At Clean Memphis, we believe education is the foundation for building lifelong stewardship and civic engagement. Our education team provides experiences that bring abstract environmental concepts to life, particularly in how they impact our local community. Through energy and water conservation activities, food and other waste audits, and data collection around litter, school facilities and grounds provide an ideal ecosystem for our students to explore and learn. Our curriculum is differentiated by grade, which allows us to connect with the entire student body. Programming is provided bi-weekly, monthly, or quarterly with the same students, allowing us to build on concepts through time.
For the 2022-2023 school year, our education team has more than 8,100 interactions with students through in-class curriculum and special events, such as field trips, food audits, and book parties. The environmental topics students explore with our education team include:
- Energy conservation and alternative energy
- Water conservation, water quality, stormwater, and the Memphis Sand Aquifer
- Pollution prevention and litter abatement
- Zero waste and circular economy
- Food waste, recycling, and composting
- Human impacts on the environment
- Healthy ecosystems
Literacy instruction is a key focus for students in early grades. To meet this need, we launched 2nd and 3rd grade environmental book clubs. Our education team carefully curated a series of seven books that are environmentally-themed and culturally appropriate. The book clubs last the entire school year with guest readers and supporting activities to drive key learnings and vocabulary. Students are given the books at the end of the year to build their own home libraries. During the 2022-2023 school year, over 1,500 books were distributed to students. We also launched a 5th grade novel study featuring the book The Last Wild. We were able to distribute 150 novels to students who found the dystopian environmental tale deeply engaging.
Our education team also hosted ten field trips to local state parks: T.O. Fuller State Park and Shelby Forest State Park. More than 345 students – 85% of who self-identified as never having been on a hike before – were able to get out into nature and have a real experience with animals from the park ecosystems. Park rangers enhanced our visits with talks about the local ecosystems and led our students on hikes in the parks.
Through data collection and research, we also engaged our students in the critical issues of food waste.

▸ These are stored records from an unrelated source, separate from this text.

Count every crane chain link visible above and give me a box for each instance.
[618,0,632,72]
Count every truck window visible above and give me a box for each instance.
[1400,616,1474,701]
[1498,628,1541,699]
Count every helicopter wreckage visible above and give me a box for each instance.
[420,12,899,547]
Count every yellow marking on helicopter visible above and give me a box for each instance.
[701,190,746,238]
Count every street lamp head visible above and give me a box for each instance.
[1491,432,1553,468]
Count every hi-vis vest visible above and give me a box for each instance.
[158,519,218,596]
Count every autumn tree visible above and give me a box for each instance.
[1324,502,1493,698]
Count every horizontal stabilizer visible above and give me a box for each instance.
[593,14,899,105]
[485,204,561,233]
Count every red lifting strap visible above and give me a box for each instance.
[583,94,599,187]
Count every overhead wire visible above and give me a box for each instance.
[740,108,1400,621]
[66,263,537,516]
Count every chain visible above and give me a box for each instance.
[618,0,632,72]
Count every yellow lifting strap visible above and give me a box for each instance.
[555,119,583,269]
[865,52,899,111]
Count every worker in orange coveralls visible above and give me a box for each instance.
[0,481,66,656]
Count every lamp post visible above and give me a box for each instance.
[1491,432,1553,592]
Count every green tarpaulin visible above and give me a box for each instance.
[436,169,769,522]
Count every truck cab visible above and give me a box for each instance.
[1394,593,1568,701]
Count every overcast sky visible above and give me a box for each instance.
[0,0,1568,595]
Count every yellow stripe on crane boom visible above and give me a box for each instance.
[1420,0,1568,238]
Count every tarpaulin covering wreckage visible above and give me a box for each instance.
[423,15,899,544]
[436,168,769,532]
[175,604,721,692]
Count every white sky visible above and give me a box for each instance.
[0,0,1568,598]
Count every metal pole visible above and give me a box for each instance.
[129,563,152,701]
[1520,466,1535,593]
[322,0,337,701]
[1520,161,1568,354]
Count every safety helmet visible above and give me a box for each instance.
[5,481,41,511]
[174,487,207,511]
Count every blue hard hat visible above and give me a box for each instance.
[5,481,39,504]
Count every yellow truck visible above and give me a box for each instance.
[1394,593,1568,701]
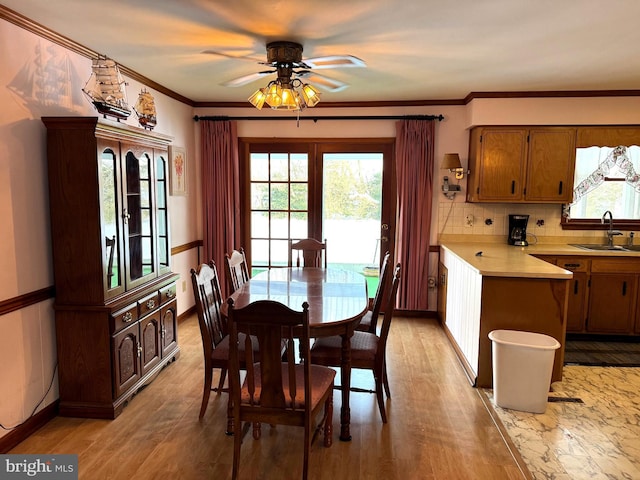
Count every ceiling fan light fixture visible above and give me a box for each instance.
[265,82,282,108]
[249,87,268,110]
[280,88,299,110]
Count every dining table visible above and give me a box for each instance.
[231,267,369,441]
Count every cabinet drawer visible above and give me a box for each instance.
[160,283,176,305]
[556,258,589,272]
[591,257,640,273]
[138,292,160,317]
[110,303,138,333]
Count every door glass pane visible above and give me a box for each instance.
[322,153,384,297]
[249,153,309,275]
[101,149,122,290]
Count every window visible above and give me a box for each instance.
[562,145,640,230]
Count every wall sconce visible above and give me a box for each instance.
[440,153,464,180]
[440,153,464,200]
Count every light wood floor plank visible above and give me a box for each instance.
[10,316,530,480]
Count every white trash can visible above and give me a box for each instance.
[489,330,560,413]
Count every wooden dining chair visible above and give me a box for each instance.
[191,260,258,434]
[311,263,401,423]
[224,247,249,294]
[289,238,327,268]
[227,298,336,479]
[356,252,391,333]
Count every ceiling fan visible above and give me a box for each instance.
[203,41,367,92]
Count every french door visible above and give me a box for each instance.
[241,139,396,295]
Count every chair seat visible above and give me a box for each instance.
[211,333,259,368]
[311,331,380,368]
[241,363,336,409]
[356,310,373,332]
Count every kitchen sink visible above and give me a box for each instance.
[570,243,640,252]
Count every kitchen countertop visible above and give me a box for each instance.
[441,242,640,279]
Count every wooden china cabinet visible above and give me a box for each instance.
[42,117,180,418]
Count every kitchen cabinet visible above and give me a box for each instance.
[536,255,640,335]
[556,257,590,333]
[42,117,180,418]
[586,258,640,335]
[467,127,576,203]
[440,244,570,388]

Students learned about global food issues and the negative economic, social, and environmental issues of food waste. Students led food waste audits in their own school cafeterias to determine what food is being wasted and the quantity. The students also conducted surveys of their classmates to gain a better understanding about why a certain food wasn’t eaten. The data and survey results were compiled and shared with Memphis Shelby County Schools Nutrition Services, resulting in menu changes, share tables for uneaten fruit, and a new food donation policy.
In addition to the hands-on programming our education team delivers, we also provide professional development opportunities to existing teachers and teacher candidates to strengthen their environmental science IQ. In June 2023, our Director of Education will host our second summer bootcamp that provides teachers with access to local experts around topics such as climate change, water conservation/quality, solid waste systems, and much more. Teachers will receive valuable curriculum and supplies they can utilize in their own classrooms and gain abetter understanding of how to connect these topics to their respective content areas. Our Pre-Service Teacher Bootcamp is a partnership with the University of Memphis Department of Education and helps new teachers gain foundational knowledge and skills relevant to the environment.